3

Description

I have a rather large set of (string, string, string) unique tuples (around 40mln but can get bigger). For tuple each I compute a single unsigned int value. I would like to store those values somewhere so after generating them they could be reused (even after the application goes down so in memory storage is out of the question, so are databases unfortunately).

At first I stored them in a file as a tuple (string, string, string, value) but reading in 40mln records takes time (and I need it almost instantly).

I decided to first compute the hash value of each (string, string, string) tuple then to normalize it to [0, n] (where n is the number of values) and store only the values in a binary file in a sorted order (sorted by the normalized hash value). After that I can simply mmap() this file and get the values with mmap[normalize(hash(string, string, string))].

My hash function is pretty straightforward but fast and works in my case (didn't notice any collisions):

concatenatedString = s1+"."+s2+"."+s3
unsigned int hash = 31;
for(int i = 0; i < concatenatedString.length(); i++) {
  hash = hash * 101 + (unsigned int) concatenatedString[i];
}

Same with normalization (straightforward):

((long) n * hash) / max_value

n - the upper bound of my normalized range (so around 40mln, I take n not (n - lower_bound) because lowe_bound = 0)
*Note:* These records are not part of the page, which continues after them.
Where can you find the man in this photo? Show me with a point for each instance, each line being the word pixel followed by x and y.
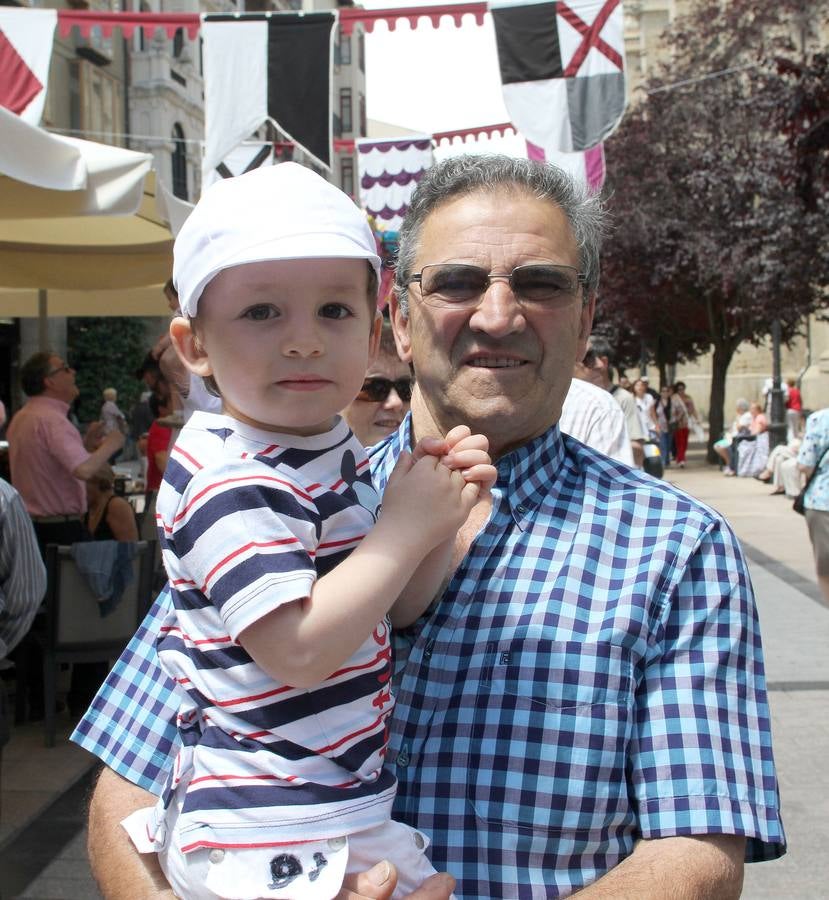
pixel 22 572
pixel 50 464
pixel 566 716
pixel 49 460
pixel 22 582
pixel 596 368
pixel 592 416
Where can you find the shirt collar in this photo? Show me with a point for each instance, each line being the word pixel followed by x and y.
pixel 60 405
pixel 526 475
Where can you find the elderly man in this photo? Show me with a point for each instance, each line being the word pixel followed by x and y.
pixel 585 707
pixel 49 460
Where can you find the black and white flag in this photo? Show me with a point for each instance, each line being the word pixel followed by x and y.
pixel 260 67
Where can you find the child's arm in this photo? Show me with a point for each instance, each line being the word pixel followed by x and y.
pixel 466 453
pixel 302 642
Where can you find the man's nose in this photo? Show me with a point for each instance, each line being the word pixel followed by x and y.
pixel 393 401
pixel 499 312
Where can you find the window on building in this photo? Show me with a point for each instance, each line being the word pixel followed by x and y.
pixel 179 162
pixel 143 7
pixel 345 109
pixel 347 176
pixel 345 49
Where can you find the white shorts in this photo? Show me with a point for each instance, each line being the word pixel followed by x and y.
pixel 312 870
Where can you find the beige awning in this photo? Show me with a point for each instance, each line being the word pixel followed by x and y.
pixel 142 301
pixel 76 215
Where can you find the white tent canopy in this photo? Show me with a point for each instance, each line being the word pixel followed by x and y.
pixel 76 215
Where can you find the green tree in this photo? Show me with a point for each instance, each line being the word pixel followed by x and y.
pixel 106 352
pixel 717 237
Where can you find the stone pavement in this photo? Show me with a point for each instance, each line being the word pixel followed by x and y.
pixel 42 846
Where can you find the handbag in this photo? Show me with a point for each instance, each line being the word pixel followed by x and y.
pixel 799 505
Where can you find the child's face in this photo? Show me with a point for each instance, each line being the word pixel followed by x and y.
pixel 287 341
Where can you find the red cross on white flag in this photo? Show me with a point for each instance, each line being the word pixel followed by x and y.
pixel 26 37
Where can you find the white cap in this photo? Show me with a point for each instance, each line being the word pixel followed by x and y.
pixel 277 212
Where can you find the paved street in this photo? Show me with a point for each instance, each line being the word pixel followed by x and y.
pixel 42 854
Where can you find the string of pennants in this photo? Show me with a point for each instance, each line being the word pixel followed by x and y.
pixel 84 20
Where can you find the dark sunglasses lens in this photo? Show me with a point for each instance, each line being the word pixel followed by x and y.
pixel 543 283
pixel 377 390
pixel 454 283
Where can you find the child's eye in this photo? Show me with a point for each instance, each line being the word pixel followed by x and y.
pixel 260 312
pixel 334 311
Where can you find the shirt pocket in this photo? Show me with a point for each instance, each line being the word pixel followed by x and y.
pixel 551 726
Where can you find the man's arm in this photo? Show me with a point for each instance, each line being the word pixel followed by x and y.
pixel 22 573
pixel 708 867
pixel 121 871
pixel 112 443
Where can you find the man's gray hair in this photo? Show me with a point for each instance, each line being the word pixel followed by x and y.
pixel 462 175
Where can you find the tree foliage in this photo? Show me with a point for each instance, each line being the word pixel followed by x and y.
pixel 718 188
pixel 106 352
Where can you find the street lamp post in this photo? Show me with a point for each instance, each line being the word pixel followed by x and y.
pixel 777 427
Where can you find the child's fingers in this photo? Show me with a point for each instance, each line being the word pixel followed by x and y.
pixel 458 433
pixel 401 467
pixel 483 475
pixel 429 447
pixel 470 442
pixel 465 459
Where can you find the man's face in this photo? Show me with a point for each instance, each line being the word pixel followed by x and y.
pixel 500 368
pixel 593 368
pixel 60 381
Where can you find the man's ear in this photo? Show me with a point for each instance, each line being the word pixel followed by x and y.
pixel 374 337
pixel 400 327
pixel 586 324
pixel 189 348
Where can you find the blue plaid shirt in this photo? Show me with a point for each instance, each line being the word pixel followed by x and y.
pixel 592 675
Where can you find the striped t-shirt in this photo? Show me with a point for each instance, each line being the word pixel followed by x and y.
pixel 247 520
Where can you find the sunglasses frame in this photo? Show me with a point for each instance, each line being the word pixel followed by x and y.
pixel 436 300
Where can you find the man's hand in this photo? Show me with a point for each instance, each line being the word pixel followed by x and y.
pixel 172 368
pixel 380 881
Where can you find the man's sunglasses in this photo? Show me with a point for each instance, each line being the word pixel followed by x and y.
pixel 542 285
pixel 377 390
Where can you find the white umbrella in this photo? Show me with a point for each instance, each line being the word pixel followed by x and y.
pixel 77 216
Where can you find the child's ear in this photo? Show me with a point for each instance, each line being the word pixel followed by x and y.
pixel 189 348
pixel 374 339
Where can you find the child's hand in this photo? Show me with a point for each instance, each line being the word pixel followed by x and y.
pixel 463 451
pixel 427 498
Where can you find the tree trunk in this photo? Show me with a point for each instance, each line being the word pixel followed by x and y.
pixel 723 353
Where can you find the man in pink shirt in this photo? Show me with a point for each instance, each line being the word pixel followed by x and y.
pixel 49 460
pixel 49 465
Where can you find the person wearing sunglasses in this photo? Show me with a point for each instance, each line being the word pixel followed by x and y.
pixel 565 716
pixel 381 405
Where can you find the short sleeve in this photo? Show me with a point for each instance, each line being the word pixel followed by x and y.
pixel 245 537
pixel 131 723
pixel 701 756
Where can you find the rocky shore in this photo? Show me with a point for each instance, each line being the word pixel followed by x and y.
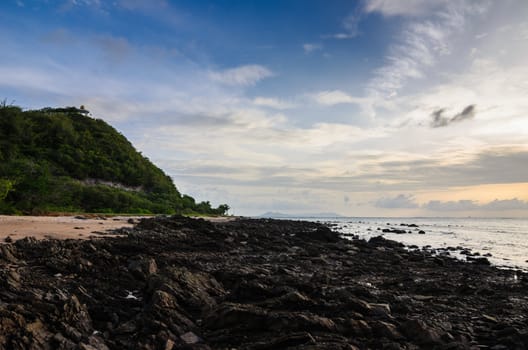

max_value - maximum value of the old set (UINT_MAX in my case, min_value = 0 so I do not include it into the equation)

Problem

My hash function doesn't produce uniformly distributed values (don't see how it even could do that) in the range of 0 to 4,294,967,295 (unsigned int). Because of this after normalization I have quite a few collisions which result in data loss (overwriting values under the same array index).

Are there any clever ways to do what I want to do but without those collisions?

I am fully aware some collision might occur. The thing is with my approach they tend to occur way too often. My hashing range is 100 times bigger than the number of my elements so I'm guessing there might be a way to do this but I haven't yet figured out how.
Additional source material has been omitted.